会社員の方が受け取れる年金として、老齢厚生年金と老齢基礎年金の2つがあります。夫婦で最高の場合とは、夫・妻ともに会社員としてそれぞれ最高額を受給することです。

厚生年金と基礎年金、それぞれの最高額について見ていきましょう。

老齢基礎年金の最高額は?

老齢基礎年金は、年金の仕組みの「1階」に当たる部分です。加入期間が長いほど年金額は多くなります。令和6年の場合、老齢基礎年金の最高額は81万6,000円です。

ちなみに、会社員の方の場合は「2階」に相当する厚生年金がありますが、自営業者の方などは通常は1階の基礎年金のみです。

基礎年金だけでは老後の生活を支えられないことは明らかなため、自営業者などの方はとくに年金以外の資産を多く用意しておく必要があります。

老齢厚生年金の最高額は?

年金制度の「2F」にあたる老齢厚生年金の受給額について、2003年(平成15年)4月以降の加入期間分の計算式は以下のとおりです。

平均標準報酬額×5.481/1,000×加入月数

計算式からわかるとおり、報酬が高いほど、加入期間が長いほど年金受給額が増える仕組みです。
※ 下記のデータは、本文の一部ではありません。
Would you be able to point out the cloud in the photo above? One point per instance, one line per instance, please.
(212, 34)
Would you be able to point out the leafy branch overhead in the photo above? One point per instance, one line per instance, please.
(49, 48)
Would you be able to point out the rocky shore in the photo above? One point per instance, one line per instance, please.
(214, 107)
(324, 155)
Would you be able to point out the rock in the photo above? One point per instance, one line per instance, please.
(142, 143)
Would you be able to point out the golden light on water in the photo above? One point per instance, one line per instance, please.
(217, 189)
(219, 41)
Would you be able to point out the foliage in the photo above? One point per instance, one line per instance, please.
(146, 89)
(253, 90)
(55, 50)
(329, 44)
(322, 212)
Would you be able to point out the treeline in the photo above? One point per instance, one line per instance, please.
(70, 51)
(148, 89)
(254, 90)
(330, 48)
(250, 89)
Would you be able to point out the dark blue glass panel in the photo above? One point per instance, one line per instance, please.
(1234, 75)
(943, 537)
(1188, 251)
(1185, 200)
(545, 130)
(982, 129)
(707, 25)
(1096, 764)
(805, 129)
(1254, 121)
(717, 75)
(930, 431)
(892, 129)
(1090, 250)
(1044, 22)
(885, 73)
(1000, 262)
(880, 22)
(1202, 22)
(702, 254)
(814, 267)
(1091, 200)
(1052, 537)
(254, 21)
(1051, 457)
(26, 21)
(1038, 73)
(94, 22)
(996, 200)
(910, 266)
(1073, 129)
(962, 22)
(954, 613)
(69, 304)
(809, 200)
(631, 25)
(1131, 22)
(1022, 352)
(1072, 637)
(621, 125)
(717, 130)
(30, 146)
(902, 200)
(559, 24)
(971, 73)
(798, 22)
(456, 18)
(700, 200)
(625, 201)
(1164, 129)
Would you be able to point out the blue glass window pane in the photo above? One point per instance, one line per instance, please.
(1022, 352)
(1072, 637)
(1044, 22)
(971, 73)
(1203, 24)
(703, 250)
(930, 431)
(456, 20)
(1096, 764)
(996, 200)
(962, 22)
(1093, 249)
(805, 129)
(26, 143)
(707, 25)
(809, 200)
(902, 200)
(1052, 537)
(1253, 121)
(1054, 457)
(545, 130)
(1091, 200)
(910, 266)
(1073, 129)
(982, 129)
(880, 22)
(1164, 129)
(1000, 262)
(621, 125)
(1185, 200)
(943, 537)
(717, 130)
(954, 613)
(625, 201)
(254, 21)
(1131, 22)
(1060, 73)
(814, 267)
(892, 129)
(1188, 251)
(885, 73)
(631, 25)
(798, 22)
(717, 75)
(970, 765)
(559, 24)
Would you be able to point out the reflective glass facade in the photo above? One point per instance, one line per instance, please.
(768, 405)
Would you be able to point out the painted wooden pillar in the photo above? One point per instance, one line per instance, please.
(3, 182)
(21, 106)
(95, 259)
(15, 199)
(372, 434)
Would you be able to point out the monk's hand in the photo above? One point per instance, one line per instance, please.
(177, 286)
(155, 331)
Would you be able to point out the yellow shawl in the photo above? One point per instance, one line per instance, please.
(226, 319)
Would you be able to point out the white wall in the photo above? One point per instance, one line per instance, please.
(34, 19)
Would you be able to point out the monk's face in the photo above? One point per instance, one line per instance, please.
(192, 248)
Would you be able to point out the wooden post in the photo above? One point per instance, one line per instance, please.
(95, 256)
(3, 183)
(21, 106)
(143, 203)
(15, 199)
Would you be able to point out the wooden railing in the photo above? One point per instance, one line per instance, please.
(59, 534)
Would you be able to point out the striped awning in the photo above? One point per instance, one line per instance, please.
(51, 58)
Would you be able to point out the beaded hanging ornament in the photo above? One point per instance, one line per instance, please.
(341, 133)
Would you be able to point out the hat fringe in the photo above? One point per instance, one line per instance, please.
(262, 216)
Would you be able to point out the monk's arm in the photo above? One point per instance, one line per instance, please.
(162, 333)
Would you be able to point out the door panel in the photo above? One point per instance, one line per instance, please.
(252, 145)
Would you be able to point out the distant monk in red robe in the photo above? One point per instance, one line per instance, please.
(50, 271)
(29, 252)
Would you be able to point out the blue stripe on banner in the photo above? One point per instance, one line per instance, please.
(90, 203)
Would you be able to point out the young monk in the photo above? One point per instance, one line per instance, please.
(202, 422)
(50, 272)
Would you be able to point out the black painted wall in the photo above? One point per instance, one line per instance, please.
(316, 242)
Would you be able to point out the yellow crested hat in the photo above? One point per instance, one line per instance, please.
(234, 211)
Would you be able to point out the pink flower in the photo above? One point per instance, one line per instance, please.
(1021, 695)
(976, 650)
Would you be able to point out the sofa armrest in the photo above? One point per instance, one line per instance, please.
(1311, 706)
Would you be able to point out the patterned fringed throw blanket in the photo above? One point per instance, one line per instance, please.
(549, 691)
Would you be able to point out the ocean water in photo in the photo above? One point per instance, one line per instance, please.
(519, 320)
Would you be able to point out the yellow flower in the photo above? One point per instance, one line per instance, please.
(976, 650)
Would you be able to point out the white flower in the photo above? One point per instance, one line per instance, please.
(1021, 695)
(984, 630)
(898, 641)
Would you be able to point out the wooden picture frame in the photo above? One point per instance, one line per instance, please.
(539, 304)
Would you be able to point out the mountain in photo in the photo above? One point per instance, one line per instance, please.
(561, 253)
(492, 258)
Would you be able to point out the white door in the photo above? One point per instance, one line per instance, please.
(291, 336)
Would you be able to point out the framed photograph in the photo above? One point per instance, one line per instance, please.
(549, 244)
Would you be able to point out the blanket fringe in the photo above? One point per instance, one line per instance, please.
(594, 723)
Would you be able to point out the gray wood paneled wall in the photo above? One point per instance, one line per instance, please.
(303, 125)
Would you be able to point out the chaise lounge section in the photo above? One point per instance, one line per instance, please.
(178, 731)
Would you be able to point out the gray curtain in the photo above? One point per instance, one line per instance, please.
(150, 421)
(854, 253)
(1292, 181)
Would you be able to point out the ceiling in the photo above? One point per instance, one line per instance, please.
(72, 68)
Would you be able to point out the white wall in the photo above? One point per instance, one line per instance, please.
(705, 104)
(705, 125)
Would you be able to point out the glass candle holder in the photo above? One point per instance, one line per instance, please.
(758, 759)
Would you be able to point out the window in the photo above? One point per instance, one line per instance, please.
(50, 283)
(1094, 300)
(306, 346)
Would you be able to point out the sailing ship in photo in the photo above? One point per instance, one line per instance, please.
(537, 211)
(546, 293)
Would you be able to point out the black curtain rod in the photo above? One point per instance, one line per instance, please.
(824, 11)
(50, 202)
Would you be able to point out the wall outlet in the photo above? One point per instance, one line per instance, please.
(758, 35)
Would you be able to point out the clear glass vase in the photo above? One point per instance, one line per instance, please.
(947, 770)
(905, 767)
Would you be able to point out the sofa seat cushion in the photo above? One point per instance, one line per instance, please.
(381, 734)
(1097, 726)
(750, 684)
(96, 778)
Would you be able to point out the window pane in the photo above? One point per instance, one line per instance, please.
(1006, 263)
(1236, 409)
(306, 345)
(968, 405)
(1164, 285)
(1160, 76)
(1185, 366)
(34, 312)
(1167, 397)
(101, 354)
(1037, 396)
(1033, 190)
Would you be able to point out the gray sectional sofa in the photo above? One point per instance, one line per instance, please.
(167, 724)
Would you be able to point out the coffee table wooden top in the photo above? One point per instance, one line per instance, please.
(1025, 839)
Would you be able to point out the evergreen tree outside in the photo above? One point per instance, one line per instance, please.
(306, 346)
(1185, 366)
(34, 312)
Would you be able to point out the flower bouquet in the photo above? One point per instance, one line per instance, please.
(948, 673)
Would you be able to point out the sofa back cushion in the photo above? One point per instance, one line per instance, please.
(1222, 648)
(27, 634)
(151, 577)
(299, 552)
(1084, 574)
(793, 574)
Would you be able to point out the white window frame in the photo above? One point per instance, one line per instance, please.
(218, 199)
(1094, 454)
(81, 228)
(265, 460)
平均標準報酬額とは、1カ月分の給料を「31万円以上33万円未満」といったように等級分けしたもので、です。具体的には標準報酬月額と標準賞与額の総額を、年金の加入期間で割って求めます

ただし、受給額の計算において、標準報酬月額は65万円、標準賞与額は150万円を年3回が上限です。

また、厚生年金の加入期間を長くするため、中卒で働くと想定して16歳から加入するとします。

よって、老齢厚生年金の最高額を受給するための理論上の条件は以下となります。

  • 6歳から70歳まで厚生年金に加入し、その間は常に63万5,000円以上の月額報酬を得る
  • 賞与を毎年3回、1回あたり150万円以上を受け取る

この条件での年収は1,230万円以上で、平均標準報酬額は102万5,000円です。

よって老齢厚生年金の最高額は下記のとおりです。

102万5,000円×5.481/1,000×648カ月=364万480円

理論上の夫婦の最高受給額は?

老齢基礎年金と老齢厚生年金を合わせると、445万6,480円が最高額という結果になりました。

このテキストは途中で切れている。